1

While trying to build a letter classifier in ML, this was a code for creating image data and the labels from the images from a folder using PIL.

def create_dataset_PIL(img_folder):

img_data_array=[]
class_name=[]
for dir1 in os.listdir(img_folder):
    print(dir1)
    for file in os.listdir(os.path.join(img_folder, dir1)):       
        image_path= os.path.join(img_folder, dir1,  file)
        image= np.array(Image.open(image_path))
        image= np.resize(image,(IMG_HEIGHT,IMG_WIDTH,3))
        image = image.astype('float32')
        image /= 255  
        img_data_array.append(image)
        class_name.append(dir1)
return img_data_array , class_name

Each image is 32 X 32 pixels in the dataset already and I am resizing it to a list of 32 X 32 X 3 dimension. But I don't understand, what is this 3rd dimension when all I need is 32 X 32 pixels?

I stumbled upon Numpy Resize/Rescale Image where I learned this may be interpolation parameter. Also from YouTube, I learned that interpolation is required while resizing images. But I don't know what to do with this extra data? Should size of input layer of my Neural Network be now 32 X 32 X 3 instead of just 32 X 32?

Tanishka
  • 401
  • 1
  • 6
  • 22

2 Answers2

2

3 represent the RGB (RED-GREEN-BLUE) values. Each pixel of the image represented by 3 pixels instead of one. In a black&white image, each pixel would be represented by [pixel], In RGB image each pixel would be represented by [pixel(R),pixel(G),pixel(B)]

In fact, each pixel of the image has 3 RGB values. These range between 0 and 255 and represent the intensity of Red, Green, and Blue. A lower value stands for higher intensity and a higher value for lower intensity. For instance, one pixel can be represented as a list of these three values [ 78, 136, 60]. Black would represented as [0, 0, 0].

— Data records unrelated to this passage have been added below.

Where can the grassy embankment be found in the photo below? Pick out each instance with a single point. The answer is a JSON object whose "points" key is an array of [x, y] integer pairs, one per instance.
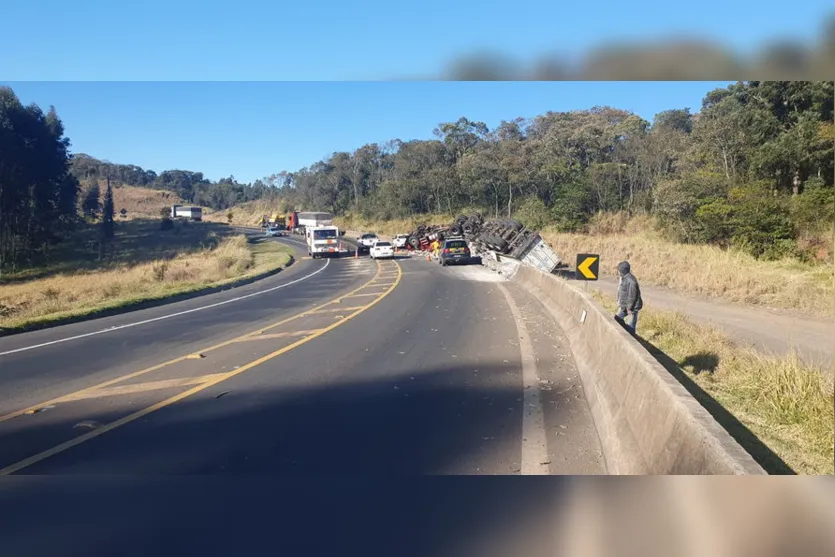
{"points": [[690, 269], [145, 263], [245, 214], [785, 403]]}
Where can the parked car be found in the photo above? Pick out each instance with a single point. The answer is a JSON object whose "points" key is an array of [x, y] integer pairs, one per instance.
{"points": [[454, 250], [399, 241], [365, 242], [382, 250]]}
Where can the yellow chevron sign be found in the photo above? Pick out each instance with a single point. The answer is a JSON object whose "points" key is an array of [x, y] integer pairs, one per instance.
{"points": [[587, 266]]}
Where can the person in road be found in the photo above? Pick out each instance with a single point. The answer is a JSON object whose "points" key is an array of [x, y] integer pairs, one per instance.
{"points": [[629, 296]]}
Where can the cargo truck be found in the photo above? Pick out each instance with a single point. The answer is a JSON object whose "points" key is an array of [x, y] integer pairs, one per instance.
{"points": [[323, 241], [192, 213]]}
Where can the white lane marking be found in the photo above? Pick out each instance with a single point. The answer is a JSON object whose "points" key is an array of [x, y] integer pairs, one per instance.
{"points": [[534, 441], [160, 318]]}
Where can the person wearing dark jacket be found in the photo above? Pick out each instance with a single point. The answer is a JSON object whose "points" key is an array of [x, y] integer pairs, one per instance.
{"points": [[629, 296]]}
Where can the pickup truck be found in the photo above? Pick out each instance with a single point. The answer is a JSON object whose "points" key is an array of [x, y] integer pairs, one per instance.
{"points": [[365, 242]]}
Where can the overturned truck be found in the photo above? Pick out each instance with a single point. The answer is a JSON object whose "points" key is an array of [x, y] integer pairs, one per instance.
{"points": [[495, 238]]}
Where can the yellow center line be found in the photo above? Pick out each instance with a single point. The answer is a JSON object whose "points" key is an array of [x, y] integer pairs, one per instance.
{"points": [[279, 335], [156, 367], [11, 469], [332, 310], [134, 388]]}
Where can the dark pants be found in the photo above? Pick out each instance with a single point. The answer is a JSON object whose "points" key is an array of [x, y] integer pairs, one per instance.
{"points": [[633, 321]]}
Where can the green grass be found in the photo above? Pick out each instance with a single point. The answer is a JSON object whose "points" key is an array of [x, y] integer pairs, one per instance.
{"points": [[786, 404]]}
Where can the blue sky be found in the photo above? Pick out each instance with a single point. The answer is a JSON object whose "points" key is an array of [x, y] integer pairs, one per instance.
{"points": [[357, 39], [254, 129]]}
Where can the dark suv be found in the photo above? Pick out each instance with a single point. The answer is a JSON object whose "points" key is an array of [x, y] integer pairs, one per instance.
{"points": [[454, 250]]}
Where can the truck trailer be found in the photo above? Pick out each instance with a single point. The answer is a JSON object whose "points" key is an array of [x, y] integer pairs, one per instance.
{"points": [[323, 241], [191, 213]]}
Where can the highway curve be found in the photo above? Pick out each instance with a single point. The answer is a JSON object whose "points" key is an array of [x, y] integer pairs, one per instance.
{"points": [[341, 368]]}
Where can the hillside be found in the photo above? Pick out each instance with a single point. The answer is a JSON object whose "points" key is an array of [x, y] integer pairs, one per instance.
{"points": [[142, 202]]}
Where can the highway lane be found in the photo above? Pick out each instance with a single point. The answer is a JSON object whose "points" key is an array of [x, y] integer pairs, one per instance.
{"points": [[44, 372], [421, 370], [332, 419]]}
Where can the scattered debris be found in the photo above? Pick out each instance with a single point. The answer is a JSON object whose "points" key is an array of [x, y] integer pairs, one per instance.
{"points": [[39, 410]]}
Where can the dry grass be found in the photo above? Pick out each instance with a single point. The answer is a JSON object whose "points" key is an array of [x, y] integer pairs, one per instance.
{"points": [[142, 202], [786, 403], [702, 270], [69, 294], [245, 214]]}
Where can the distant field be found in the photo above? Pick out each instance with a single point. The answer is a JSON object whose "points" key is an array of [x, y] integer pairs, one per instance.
{"points": [[146, 263], [246, 214], [142, 202], [787, 404]]}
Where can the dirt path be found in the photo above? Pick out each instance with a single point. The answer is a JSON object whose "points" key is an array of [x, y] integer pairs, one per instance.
{"points": [[770, 331]]}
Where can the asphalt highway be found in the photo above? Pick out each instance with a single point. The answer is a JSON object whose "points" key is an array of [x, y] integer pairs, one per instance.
{"points": [[332, 372]]}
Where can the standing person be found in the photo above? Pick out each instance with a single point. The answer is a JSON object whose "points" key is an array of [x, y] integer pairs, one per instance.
{"points": [[629, 296]]}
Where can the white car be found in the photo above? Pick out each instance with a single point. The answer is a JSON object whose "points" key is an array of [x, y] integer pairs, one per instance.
{"points": [[399, 241], [366, 241], [382, 250]]}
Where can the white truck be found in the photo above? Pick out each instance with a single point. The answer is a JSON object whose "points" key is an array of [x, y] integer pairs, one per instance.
{"points": [[535, 252], [323, 241], [312, 219], [192, 213], [365, 242]]}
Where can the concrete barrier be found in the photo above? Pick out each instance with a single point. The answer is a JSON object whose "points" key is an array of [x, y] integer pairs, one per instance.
{"points": [[647, 421]]}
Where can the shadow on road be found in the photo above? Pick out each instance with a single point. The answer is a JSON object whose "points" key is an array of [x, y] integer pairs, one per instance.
{"points": [[337, 462], [440, 421]]}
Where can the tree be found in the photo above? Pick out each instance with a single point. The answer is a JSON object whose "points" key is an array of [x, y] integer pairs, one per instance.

And yes: Your input layer should match this 32X32X3.

Niv Dudovitch
  • 1,614
  • 7
  • 15
  • Thank you for your answer. I have a doubt, if my model is just a text classifier, should I not convert my RGB image to grayscale image? That would mean less complexity for the NN? – Rishabh Kumar Singh Sep 05 '21 at 16:23
  • 1
    Gray scale is simply reducing complexity: from a 3D pixel value (R,G,B) to a 1D value. Many tasks do not fare better with 3D pixels (eg. edge detection). But, there is a chance that downscale the number of dimensions will lose important information. In the end, you can try both, and find who works better for you (accurate/runtime..) – Niv Dudovitch Sep 05 '21 at 16:42
  • Thank you. I will do the same. – Rishabh Kumar Singh Sep 06 '21 at 05:09
2

3'rd dimension in Digital image contains information about color present on pixel at (x,y)coordinate in the image, also called as color channel.

Most common channel types

  • RGB mode: if value is 3
    for example: image_shape: [32,32,3]
  • Gray scale mode: if value is 1 for example: image_shape: [32,32,1]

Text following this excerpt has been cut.